The State Department stepped in it. Again.

Now infamous for her dippy soundbites, State Department spokeswoman Marie Harf might have topped her “ISIS just needs jobs” gaffe today.

Henry Kissinger and George Shultz, both former Secretaries of State, wrote an op-ed that was published in the Wall Street Journal yesterday. Brutally critical of the administration’s much touted Iran deal, the op-ed focused on the White House’s dismissive attitude towards the danger Iran poses. Kissinger and Shultz were less than impressed by the administration’s insistence on the necessity of a deal with a country whose priorities aren’t remotely in the same galaxy as those of the United States, noting:

Cooperation is not an exercise in good feeling; it presupposes congruent definitions of stability. There exists no current evidence that Iran and the U.S. are remotely near such an understanding. Even while combating common enemies, such as ISIS, Iran has declined to embrace common objectives. Iran’s representatives (including its Supreme Leader) continue to profess a revolutionary anti-Western concept of international order; domestically, some senior Iranians describe nuclear negotiations as a form of jihad by other means.

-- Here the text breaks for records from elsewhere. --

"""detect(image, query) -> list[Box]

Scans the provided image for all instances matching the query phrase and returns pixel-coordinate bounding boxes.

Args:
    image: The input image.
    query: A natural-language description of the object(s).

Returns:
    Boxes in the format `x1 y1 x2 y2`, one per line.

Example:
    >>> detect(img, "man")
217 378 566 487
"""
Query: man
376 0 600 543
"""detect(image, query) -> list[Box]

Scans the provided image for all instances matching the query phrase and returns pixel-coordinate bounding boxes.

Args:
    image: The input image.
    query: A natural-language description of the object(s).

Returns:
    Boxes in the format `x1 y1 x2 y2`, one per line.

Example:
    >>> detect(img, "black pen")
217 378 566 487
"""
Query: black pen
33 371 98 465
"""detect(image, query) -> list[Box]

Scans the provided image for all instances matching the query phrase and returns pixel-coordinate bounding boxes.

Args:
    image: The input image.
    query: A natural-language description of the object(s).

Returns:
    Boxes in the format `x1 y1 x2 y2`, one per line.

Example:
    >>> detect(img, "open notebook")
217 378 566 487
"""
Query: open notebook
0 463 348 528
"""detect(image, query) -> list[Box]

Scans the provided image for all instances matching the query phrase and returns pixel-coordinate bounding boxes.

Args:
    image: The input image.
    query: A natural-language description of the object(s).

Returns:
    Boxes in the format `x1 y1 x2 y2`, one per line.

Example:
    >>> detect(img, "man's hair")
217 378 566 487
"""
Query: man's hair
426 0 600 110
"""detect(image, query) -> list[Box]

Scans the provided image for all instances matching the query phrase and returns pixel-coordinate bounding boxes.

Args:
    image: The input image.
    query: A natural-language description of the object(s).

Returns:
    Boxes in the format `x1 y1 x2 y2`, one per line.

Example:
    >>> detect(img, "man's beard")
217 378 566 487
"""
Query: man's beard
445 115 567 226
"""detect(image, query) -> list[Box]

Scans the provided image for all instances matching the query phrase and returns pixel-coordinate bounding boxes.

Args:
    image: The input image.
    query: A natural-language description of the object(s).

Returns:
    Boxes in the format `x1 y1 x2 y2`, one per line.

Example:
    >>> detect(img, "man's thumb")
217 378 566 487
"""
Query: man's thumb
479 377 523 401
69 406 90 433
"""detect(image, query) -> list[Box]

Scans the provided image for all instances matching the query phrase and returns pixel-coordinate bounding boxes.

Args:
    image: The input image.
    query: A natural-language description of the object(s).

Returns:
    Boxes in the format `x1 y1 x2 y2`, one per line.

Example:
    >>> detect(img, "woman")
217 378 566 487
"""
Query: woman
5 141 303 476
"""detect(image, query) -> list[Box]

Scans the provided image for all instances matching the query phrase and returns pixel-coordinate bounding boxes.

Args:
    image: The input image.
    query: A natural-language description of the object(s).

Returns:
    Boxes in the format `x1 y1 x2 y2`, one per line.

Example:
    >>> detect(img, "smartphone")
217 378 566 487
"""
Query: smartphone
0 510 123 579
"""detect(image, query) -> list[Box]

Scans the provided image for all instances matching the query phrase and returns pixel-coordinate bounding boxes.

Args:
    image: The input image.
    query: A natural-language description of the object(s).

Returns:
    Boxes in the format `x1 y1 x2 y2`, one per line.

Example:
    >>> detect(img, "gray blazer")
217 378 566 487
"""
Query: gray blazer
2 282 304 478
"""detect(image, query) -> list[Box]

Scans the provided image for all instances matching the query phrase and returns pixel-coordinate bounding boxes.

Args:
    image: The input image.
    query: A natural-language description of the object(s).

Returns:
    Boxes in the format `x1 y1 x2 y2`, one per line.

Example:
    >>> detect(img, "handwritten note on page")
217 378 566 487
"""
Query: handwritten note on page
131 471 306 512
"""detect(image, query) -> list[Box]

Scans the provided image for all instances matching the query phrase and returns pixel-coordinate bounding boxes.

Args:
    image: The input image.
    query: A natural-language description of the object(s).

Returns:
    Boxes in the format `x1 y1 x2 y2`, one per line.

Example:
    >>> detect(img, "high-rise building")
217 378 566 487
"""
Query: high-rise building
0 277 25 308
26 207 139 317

In sum, the op-ed eloquently observes the Iran deal is a complete and total cluster.

At a press conference held earlier today, Marie Harf was in no mood to discuss the WSJ lashing.

Flustered, Harf attempted to avoid questions on the WSJ op-ed, but Associated Press reporter Matt Lee persisted. “I read it and it’s far from nuanced. It’s pretty damning,” Lee says. “You just reject it outright? They say this is a recipe for disaster basically, but you say, no, clearly, you wouldn’t be pursuing something you thought was a recipe for disaster. Is that correct?” Lee reads a few lines of the piece, and lobs them back to Harf.

“I obviously disagree with that. I think that an Iran backed up by a nuclear weapon would be more able to project power in the region. So that’s why we don’t want them to get a nuclear weapon, that’s what this deal does,” Harf says. Interrupting Lee, Harf raises her voice and continues, “And I didn’t hear a lot of alternatives, I heard a lot of sort of big words and big thoughts in that piece and those are certainly, there’s a place for that, but I didn’t hear a lot of alternatives about what they would do differently.”

A lot of sort of big words and big thoughts. That ladies and gentlemen, is our State Department.